EfficientNet outperforms the other networks of comparable size on image classification. The YOLOv4 authors posit, however, that the other networks may work better in the object detection setting and decide to experiment with all of them.

Based on their intuition and experimental results (aka A LOT of experimental results), the final YOLOv4 network implements CSPDarknet53 for the backbone network.

YOLOv4 Neck - Feature Aggregation

The next step in object detection is to mix and combine the features formed in the ConvNet backbone to prepare for the detection step. YOLOv4 considers a few options for the neck including:

  • FPN
  • PAN
  • BiFPN
  • ASFF
  • SFAM

The components of the neck typically flow up and down among layers and connect only the few layers at the end of the convolutional network.

(a) FPN (b) PANet (c) NAS-FPN (d) BiFPN, repeated blocks highlighted.

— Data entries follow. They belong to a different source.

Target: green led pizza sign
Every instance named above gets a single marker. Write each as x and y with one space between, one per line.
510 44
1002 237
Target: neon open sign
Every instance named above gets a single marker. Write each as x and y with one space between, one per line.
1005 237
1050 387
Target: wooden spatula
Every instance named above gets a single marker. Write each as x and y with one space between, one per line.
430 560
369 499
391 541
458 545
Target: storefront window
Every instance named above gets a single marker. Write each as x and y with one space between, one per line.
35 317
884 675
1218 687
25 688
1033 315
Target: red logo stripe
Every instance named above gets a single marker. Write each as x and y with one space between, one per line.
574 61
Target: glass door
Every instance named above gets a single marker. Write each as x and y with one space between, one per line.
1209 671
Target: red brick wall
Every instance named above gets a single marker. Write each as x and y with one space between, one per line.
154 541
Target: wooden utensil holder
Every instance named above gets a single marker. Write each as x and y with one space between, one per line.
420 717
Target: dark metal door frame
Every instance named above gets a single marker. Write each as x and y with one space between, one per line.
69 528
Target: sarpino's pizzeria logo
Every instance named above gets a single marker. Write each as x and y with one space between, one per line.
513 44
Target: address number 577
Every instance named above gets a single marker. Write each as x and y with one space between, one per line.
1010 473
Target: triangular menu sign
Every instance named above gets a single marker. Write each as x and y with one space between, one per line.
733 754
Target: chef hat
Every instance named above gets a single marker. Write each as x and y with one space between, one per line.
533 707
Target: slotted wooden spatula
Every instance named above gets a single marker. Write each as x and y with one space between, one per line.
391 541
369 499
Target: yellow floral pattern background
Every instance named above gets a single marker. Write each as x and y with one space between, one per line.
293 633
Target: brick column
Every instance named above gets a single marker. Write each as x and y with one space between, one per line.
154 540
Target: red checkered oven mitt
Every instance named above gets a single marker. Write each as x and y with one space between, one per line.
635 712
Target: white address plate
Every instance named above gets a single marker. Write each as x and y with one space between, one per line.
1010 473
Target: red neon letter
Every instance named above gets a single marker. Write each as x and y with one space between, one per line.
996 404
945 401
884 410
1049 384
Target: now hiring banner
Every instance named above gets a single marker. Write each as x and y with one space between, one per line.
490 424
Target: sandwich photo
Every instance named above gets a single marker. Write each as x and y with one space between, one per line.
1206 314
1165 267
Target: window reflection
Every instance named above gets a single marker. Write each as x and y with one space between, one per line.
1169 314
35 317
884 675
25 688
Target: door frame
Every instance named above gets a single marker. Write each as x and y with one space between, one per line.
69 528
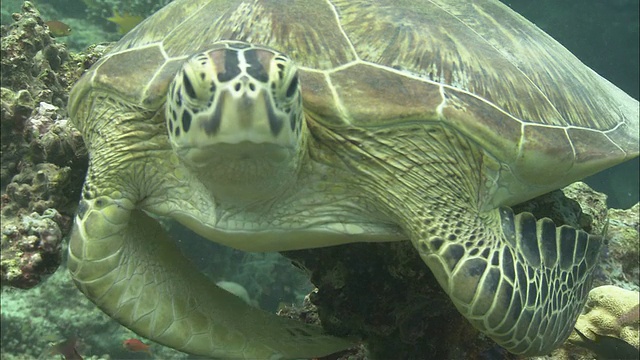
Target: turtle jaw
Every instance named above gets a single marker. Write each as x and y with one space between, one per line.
234 116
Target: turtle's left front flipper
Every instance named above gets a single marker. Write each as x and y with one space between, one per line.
520 281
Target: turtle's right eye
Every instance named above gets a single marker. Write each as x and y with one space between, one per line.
188 86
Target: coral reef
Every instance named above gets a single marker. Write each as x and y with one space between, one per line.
384 294
43 158
605 307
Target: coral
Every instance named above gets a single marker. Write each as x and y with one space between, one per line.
43 158
31 248
605 307
620 262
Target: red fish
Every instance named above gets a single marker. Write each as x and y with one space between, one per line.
136 345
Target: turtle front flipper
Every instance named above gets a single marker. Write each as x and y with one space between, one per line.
126 264
520 281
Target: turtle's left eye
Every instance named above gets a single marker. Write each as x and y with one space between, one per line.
293 86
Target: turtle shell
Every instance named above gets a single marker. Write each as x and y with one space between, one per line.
476 67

Each one of the P_i above represents a feature layer in the CSPDarknet53 backbone.

The image above comes from YOLOv4's predecessor, EfficientDet. Written by Google Brain, EfficientDet uses neural architecture search to find the best form of blocks in the neck portion of the network, arriving at NAS-FPN. The EfficientDet authors then tweak it slightly to the make the more architecture more intuitive (and probably perform better on their development sets).

YOLOv4 chooses PANet for the feature aggregation of the network. They don't write much on the rationale for this decision, and since NAS-FPN and BiFPN were written concurrently, this is presumably an area of future research.

Additionally, YOLOv4 adds a SPP block after CSPDarknet53 to increase the receptive field and separate out the most important features from the backbone.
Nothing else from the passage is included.